Food

Simple Syrup 101

January 1, 2025

Happy Dry January to those who celebrate! Every day this month, I’ll be posting a new tip or technique for satisfying your craving for a fancy celebratory beverage without any alcohol involved. I’m kicking things off with a basic simple syrup, which just might be the easiest and most cost-effective way to take any ordinary beverage and turn it into something special.

Let’s start with the basics. The classic recipe for simple syrup that a bartender might have on hand, for example, is equal parts sugar and water (by volume), brought just to a simmer to dissolve the sugar, then cooled and stored in the fridge. And this is a good thing to have on hand for sweetening cold drinks or making lemonade, or any other situation that makes it tricky to dissolve granulated sugar.

But what if we tweaked it a bit?

For starters, you could play with the ratio of sugar to water. Equal amounts will give you a thin, lightly sweet syrup perfect for adding a touch of sweetness to something that already has plenty of flavor, like iced tea.

Using less water, like half or a quarter of the amount of water to sugar, will give you a thicker syrup. This would be useful in situations where you would want a more concentrated sweetness, like adding it to sparkling water to make a homemade soda.

What if we changed up the sweetener?

You could swap out basic white sugar for any other granulated sweetener to change up the flavor. Brown, dark brown, or raw sugar would add some notes of molasses. Try coconut sugar, sucanat, date palm sugar, which all have their own combination of sweet, smoky, slightly bitter flavors.

Non-calorie sweeteners, like monk fruit, stevia, allulose, or even artificial sweeteners will work, too. However, they will not have the same texture that a sugar-based syrup will. Since you’re presumably going to add them to other liquids, this probably isn’t a big deal, but you could always add a touch of xanthan gum to give it a little substance.

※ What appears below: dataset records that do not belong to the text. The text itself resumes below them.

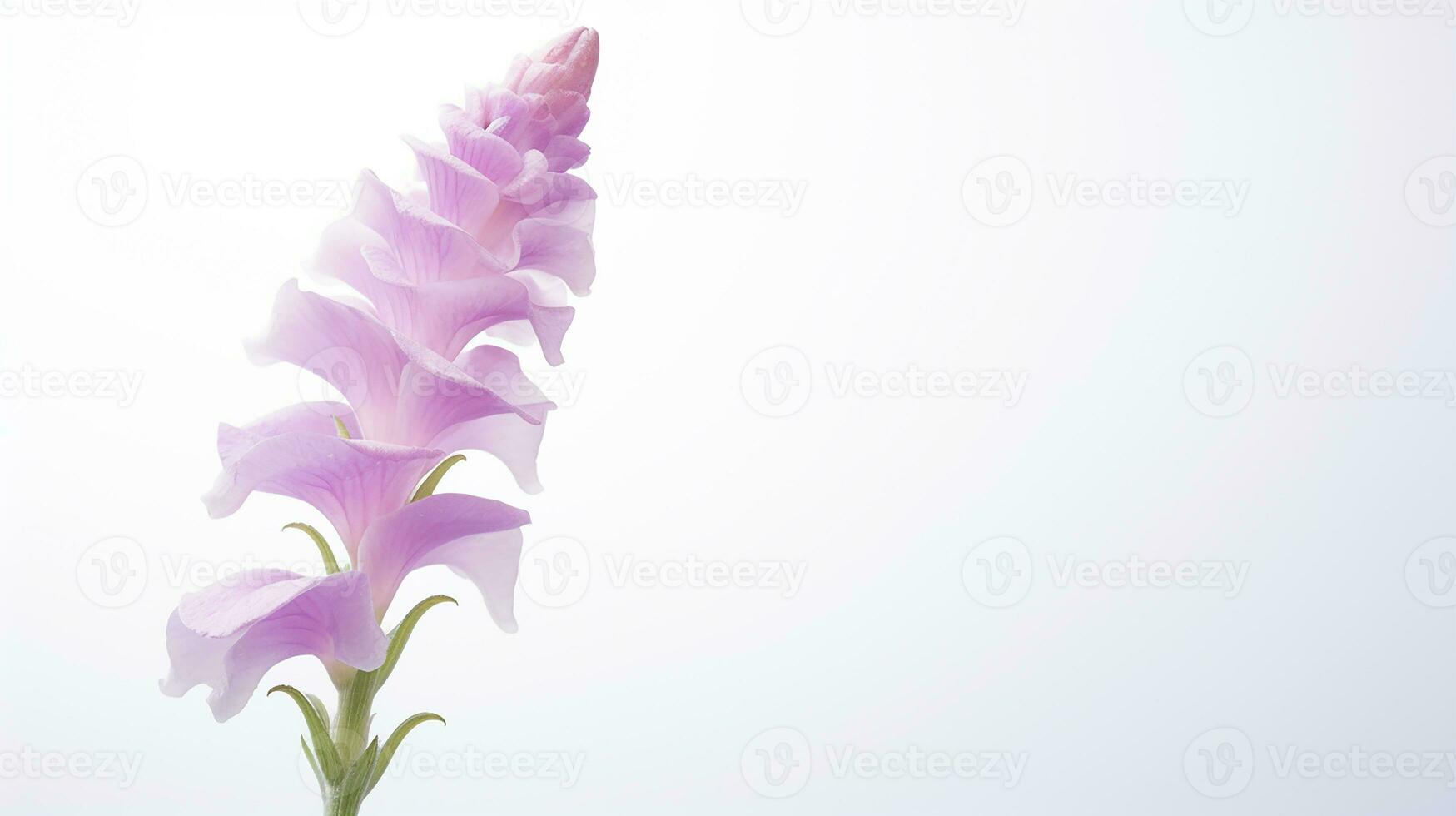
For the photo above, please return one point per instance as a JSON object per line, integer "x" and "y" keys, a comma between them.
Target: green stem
{"x": 350, "y": 736}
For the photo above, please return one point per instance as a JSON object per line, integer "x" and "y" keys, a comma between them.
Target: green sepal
{"x": 319, "y": 730}
{"x": 427, "y": 487}
{"x": 357, "y": 780}
{"x": 330, "y": 563}
{"x": 400, "y": 635}
{"x": 395, "y": 740}
{"x": 318, "y": 774}
{"x": 319, "y": 707}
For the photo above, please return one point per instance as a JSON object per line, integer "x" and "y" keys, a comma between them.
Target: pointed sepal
{"x": 330, "y": 565}
{"x": 395, "y": 740}
{"x": 400, "y": 635}
{"x": 431, "y": 483}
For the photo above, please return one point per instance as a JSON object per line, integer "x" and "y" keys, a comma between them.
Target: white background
{"x": 1339, "y": 640}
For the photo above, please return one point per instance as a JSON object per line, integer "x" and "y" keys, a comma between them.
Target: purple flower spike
{"x": 299, "y": 454}
{"x": 495, "y": 246}
{"x": 229, "y": 635}
{"x": 400, "y": 391}
{"x": 478, "y": 538}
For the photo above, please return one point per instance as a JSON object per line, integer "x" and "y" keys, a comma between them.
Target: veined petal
{"x": 229, "y": 635}
{"x": 350, "y": 481}
{"x": 567, "y": 63}
{"x": 347, "y": 349}
{"x": 476, "y": 536}
{"x": 482, "y": 382}
{"x": 458, "y": 192}
{"x": 429, "y": 246}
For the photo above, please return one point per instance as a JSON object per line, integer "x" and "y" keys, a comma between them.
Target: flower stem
{"x": 350, "y": 736}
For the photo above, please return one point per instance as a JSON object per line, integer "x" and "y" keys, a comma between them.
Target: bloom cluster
{"x": 495, "y": 244}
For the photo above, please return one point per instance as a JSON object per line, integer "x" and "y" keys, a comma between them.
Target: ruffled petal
{"x": 229, "y": 635}
{"x": 476, "y": 536}
{"x": 340, "y": 344}
{"x": 350, "y": 481}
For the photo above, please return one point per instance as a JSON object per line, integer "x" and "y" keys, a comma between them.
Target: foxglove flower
{"x": 494, "y": 246}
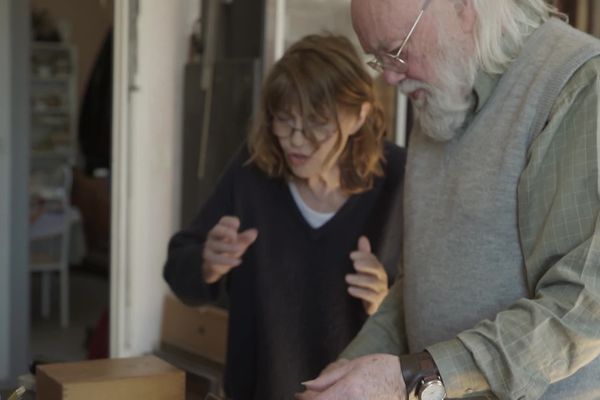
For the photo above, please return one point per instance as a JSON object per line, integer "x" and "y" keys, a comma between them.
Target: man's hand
{"x": 374, "y": 376}
{"x": 224, "y": 248}
{"x": 370, "y": 282}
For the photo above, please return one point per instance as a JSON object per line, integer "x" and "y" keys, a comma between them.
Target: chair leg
{"x": 64, "y": 298}
{"x": 46, "y": 294}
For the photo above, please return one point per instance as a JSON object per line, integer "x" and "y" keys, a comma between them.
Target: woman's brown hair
{"x": 321, "y": 75}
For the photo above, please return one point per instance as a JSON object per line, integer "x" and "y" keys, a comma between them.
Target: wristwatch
{"x": 422, "y": 376}
{"x": 431, "y": 388}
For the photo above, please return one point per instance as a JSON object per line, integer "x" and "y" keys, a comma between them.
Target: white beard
{"x": 441, "y": 111}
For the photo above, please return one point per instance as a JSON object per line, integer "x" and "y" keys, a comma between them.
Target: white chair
{"x": 50, "y": 240}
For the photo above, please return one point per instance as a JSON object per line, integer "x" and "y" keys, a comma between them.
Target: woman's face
{"x": 313, "y": 159}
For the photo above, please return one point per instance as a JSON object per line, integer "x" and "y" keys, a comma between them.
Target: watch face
{"x": 432, "y": 390}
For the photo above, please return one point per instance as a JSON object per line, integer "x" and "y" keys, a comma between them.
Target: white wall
{"x": 146, "y": 165}
{"x": 14, "y": 166}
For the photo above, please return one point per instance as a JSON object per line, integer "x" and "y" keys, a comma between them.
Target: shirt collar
{"x": 484, "y": 86}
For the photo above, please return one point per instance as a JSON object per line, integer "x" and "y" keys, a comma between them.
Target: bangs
{"x": 297, "y": 87}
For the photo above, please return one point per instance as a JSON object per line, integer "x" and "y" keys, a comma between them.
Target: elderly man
{"x": 500, "y": 293}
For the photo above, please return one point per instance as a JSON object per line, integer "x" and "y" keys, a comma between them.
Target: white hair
{"x": 502, "y": 27}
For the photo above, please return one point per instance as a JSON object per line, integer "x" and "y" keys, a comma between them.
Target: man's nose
{"x": 393, "y": 77}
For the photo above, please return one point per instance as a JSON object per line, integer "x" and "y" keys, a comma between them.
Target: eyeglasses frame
{"x": 378, "y": 65}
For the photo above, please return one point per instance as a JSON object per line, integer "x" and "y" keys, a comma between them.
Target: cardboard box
{"x": 148, "y": 378}
{"x": 200, "y": 331}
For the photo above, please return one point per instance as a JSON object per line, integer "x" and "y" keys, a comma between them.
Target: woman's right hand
{"x": 224, "y": 248}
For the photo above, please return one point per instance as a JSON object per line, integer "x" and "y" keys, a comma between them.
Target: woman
{"x": 292, "y": 223}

I have very limited experience with xanthan gum, but I do know that a little of that stuff goes a long way, like 1/8th of a teaspoon or less per cup of liquid. And you’ll want to blend it in a blender because it will absolutely clump up on you. I would mix it into my dry sweetener first, then stir in the water and heat it just to dissolve, then transfer it to a blender or try using an immersion blender.

Liquid sweeteners like honey, molasses, or maple syrup are already basically syrups, but dissolving them in water would thin them out, if that’s something you’d be into.

How about some flavor?

But once you have a liquid sweetener, this is where you can really start getting creative. Once your sugar is dissolved, you could add herbs, spices, or fruit, cover, and simmer over low heat for 10 minutes or so. Here are some suggestions:

  • A cinnamon stick or two
  • A star anise pod for a cinnamony-licorice sort of situation
  • A spoonful of dried lavender or chamomile (an herbal teabag or two would work)
  • A handful of fresh mint
  • Slices of fresh ginger
  • A couple of strips of lemon or orange peel
  • A vanilla bean
  • A cup of frozen fruit (and as a bonus, keep the fruit for a tasty treat!)
  • Get really crazy and throw in a dried chile or a spoonful of coarsely ground coffee

You’ll probably want to strain out the solids after the syrup cools. Then just store in a mason jar or a squeeze bottle in the refrigerator.

So now what?

Add it to hot or iced tea or coffee. Or just stir it into hot water for a quick warm treat on a cold day.

Mix it with a little fruit juice and top with sparkling water or club soda. Think mint syrup plus lime juice, ginger syrup plus lemon juice, or vanilla syrup plus orange juice. Seriously, the possibilities are endless.

Enjoy!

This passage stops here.